Julmy Friedgard, Ammann Roland A, Mansouri Taleghani Behrouz, Fontana Stefano, Hirt Andreas, Leibundgut Kurt
Department of Pediatrics, University of Berne, Berne, Switzerland.
Transfusion. 2008 Mar;48(3):442-50. doi: 10.1111/j.1537-2995.2007.01548.x. Epub 2007 Dec 7.
The steadily increasing demands for single-donor apheresis platelet (PLT) concentrates (APCs) are a challenge to the PLT supply system. Therefore, efforts to improve plateletpheresis yield, allowing apheresis products to be split into 2 or more units, are valuable strategies. No data to demonstrate in vivo transfusion efficacy of these high-yield split-APCs are currently available, however.
The transfusion efficacy of APCs produced by two apheresis methods involving different harvest and storing procedures and varying PLT yields was investigated.

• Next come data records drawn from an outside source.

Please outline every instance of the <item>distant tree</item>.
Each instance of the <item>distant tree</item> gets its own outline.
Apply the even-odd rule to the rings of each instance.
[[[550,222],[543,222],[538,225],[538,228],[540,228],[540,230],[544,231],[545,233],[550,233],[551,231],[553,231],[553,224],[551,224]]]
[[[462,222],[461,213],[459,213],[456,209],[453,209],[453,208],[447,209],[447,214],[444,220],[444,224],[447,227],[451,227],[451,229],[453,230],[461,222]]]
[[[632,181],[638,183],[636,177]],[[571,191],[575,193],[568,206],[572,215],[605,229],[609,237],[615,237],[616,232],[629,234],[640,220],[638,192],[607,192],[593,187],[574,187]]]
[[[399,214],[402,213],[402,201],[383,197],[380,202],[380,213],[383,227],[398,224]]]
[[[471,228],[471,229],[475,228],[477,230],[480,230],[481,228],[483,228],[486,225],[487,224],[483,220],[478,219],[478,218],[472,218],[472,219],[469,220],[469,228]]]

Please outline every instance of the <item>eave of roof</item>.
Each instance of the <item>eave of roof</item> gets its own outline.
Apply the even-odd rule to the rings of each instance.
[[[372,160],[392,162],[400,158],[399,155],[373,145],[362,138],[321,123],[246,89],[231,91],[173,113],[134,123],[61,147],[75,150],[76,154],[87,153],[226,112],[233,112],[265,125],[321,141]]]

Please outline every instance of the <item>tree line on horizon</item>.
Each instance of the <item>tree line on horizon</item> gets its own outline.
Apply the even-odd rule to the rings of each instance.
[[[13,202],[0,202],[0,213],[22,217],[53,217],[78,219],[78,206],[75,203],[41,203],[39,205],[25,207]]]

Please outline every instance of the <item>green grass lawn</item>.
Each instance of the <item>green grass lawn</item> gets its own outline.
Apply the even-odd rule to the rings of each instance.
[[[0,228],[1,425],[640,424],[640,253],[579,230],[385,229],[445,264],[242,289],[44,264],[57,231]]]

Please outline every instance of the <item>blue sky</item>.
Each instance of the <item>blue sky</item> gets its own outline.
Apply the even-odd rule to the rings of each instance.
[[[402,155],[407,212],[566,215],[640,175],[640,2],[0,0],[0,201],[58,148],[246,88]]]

Efficacy measures were the 1-hour percent PLT recovery (PPR(1h)) and the 1-hour corrected count increment (CCI(1h)). In total, 400 APCs, produced with either an Amicus device (Baxter) and stored in PLT additive solution (T-Sol; Amicus method [AM], n = 107) or a Trima device (Gambro) and stored in plasma (Trima method [TM], n = 293), were transfused to 55 children (31 girls; median age, 9.5 years; range, 0.2-18.5 years) with thrombocytopenia due to chemotherapy or aplastic anemia (median, 4 APCs per child; range, 1-68).

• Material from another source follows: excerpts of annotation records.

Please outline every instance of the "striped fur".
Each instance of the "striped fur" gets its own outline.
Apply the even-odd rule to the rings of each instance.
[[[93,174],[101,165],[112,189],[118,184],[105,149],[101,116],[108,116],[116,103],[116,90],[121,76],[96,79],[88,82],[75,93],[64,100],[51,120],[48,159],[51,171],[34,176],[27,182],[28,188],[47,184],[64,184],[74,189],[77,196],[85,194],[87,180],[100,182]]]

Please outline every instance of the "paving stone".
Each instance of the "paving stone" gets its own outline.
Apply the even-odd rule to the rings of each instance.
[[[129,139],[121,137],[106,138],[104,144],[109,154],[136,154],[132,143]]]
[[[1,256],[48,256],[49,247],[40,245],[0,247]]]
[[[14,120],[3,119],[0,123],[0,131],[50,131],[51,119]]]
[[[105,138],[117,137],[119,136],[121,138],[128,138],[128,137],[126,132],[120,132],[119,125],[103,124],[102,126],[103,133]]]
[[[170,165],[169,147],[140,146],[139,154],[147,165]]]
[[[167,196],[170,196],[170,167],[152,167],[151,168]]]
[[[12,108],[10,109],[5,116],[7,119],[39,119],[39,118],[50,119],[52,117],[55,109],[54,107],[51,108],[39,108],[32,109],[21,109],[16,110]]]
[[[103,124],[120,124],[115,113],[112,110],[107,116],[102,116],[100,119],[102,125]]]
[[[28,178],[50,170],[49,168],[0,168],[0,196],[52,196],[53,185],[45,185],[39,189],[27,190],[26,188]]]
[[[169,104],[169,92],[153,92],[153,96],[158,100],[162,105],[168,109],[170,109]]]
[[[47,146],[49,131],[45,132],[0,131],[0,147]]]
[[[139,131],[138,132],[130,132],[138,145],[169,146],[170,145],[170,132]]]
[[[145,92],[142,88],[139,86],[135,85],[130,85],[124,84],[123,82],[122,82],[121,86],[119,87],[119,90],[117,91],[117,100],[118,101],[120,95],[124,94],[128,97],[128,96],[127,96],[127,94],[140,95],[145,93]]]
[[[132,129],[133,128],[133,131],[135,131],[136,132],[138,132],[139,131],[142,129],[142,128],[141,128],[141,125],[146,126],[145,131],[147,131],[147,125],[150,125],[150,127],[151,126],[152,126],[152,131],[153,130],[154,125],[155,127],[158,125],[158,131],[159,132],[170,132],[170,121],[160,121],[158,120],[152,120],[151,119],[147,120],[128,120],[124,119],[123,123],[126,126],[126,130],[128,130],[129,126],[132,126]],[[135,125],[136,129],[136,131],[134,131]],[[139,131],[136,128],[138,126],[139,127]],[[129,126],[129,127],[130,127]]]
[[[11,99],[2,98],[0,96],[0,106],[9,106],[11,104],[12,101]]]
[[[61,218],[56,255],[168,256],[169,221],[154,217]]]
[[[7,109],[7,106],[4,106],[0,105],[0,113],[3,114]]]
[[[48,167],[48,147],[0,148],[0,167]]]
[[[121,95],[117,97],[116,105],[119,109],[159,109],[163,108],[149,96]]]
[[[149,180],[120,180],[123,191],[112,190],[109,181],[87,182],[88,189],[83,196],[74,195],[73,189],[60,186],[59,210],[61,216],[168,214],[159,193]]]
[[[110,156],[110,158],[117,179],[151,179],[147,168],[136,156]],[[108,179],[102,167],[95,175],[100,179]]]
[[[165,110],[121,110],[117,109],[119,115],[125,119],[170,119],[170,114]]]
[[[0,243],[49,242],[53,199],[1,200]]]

Transfusion efficacy was significantly lower for AM-APCs than for TM-APCs (median PPR(1h), 17 and 33%; median CCI(1h), 7.9 and 15.6, respectively; p < 0.001). Reduced transfusion efficacy correlated in a yield-dependent manner with high apheresis PLT yields (> or =6 x 10(11)) for AM-APCs (p < 0.001).
Although in vitro validation of AM- and TM-APCs has been performed, only by evaluating transfusion efficacy in vivo did the AM turn out to be not suitable for high-yield thrombocytapheresis. This study recommends the implementation of in vivo transfusion efficacy studies for high-yield APC apheresis donations.

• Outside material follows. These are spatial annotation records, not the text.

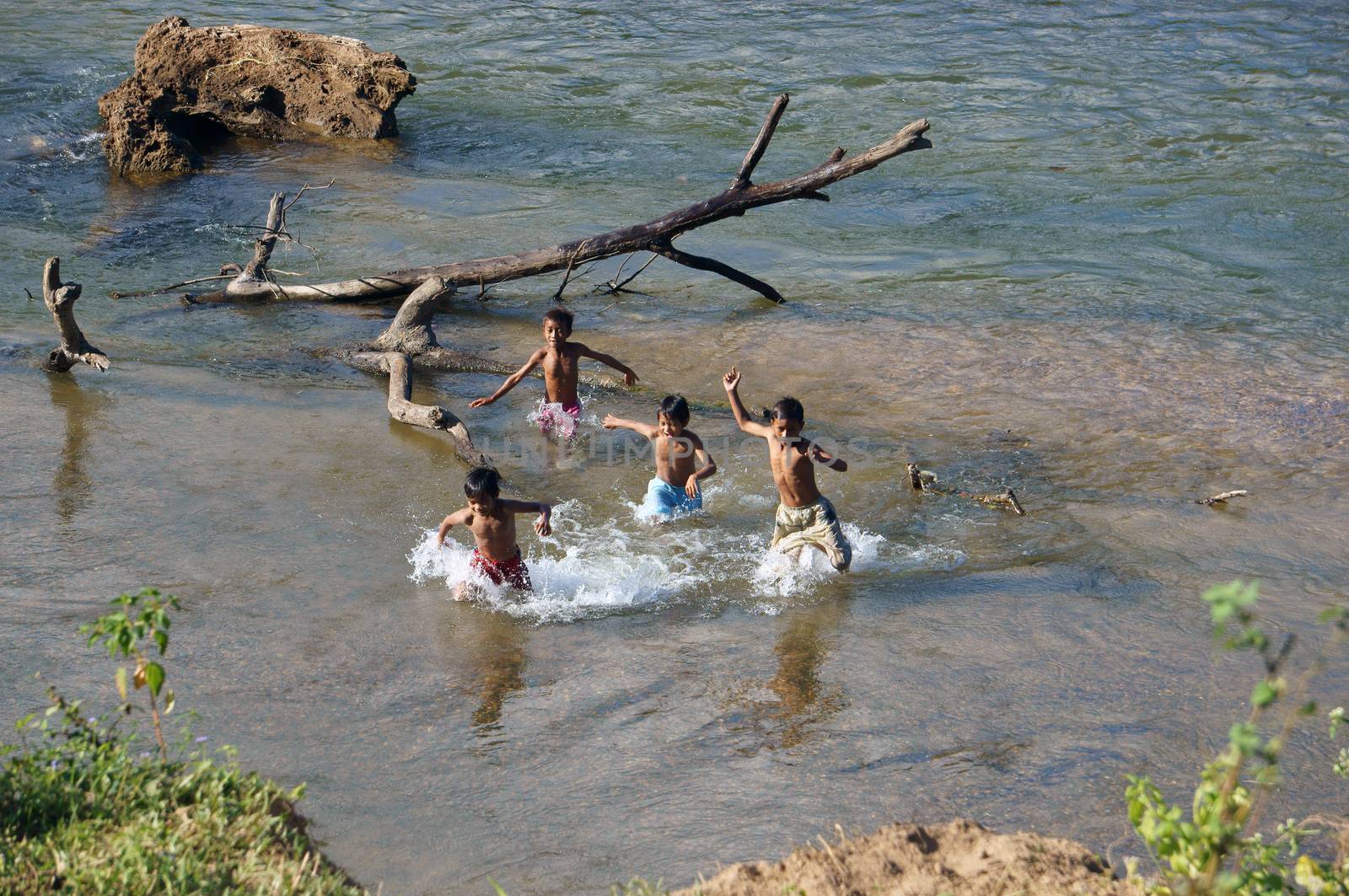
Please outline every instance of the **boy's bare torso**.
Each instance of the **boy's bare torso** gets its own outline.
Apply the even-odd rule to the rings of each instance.
[[[465,524],[473,533],[478,552],[492,563],[506,563],[518,552],[515,542],[515,510],[511,502],[498,499],[491,513],[473,513]]]
[[[544,366],[544,391],[548,401],[565,406],[579,405],[576,385],[580,382],[580,358],[585,347],[580,343],[565,343],[561,348],[545,345],[540,349],[544,356],[540,363]]]
[[[820,499],[820,488],[815,484],[815,461],[811,460],[808,439],[776,435],[765,436],[769,463],[773,467],[773,483],[778,498],[788,507],[804,507]],[[788,444],[782,444],[786,441]]]
[[[697,468],[697,452],[701,448],[703,440],[692,429],[685,429],[679,436],[654,436],[652,451],[656,455],[656,476],[683,488]]]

对单供体单采血小板(PLT)浓缩物(APC)的需求稳步增长,这对PLT供应系统构成了挑战。因此,努力提高血小板单采产量,使单采产品可分成2个或更多单位,是有价值的策略。然而,目前尚无数据证明这些高产率分割APC的体内输血疗效。
研究了通过两种单采方法生产的APC的输血疗效,这两种方法涉及不同的采集和储存程序以及不同的PLT产量。疗效指标为1小时血小板回收率百分比(PPR(1h))和1小时校正计数增加值(CCI(1h))。总共400个APC被输注给55名儿童(31名女孩;中位年龄9.5岁;范围0.2 - 18.5岁),这些儿童因化疗或再生障碍性贫血导致血小板减少(中位值,每名儿童4个APC;范围1 - 68)。这些APC要么由Amicus设备(百特公司)生产并储存在PLT添加剂溶液(T - Sol;Amicus方法[AM],n = 107)中,要么由Trima设备(甘布罗公司)生产并储存在血浆中(Trima方法[TM],n = 293)。
AM - APC的输血疗效显著低于TM - APC(中位PPR(1h)分别为17%和33%;中位CCI(1h)分别为7.9和15.6;p < 0.001)。对于AM - APC,输血疗效降低与高产率单采PLT产量(≥6×10¹¹)呈产量依赖性相关(p < 0.001)。
虽然已对AM - APC和TM - APC进行了体外验证,但只有通过评估体内输血疗效,才发现AM不适合高产率血小板单采。本研究建议对高产率APC单采捐献开展体内输血疗效研究。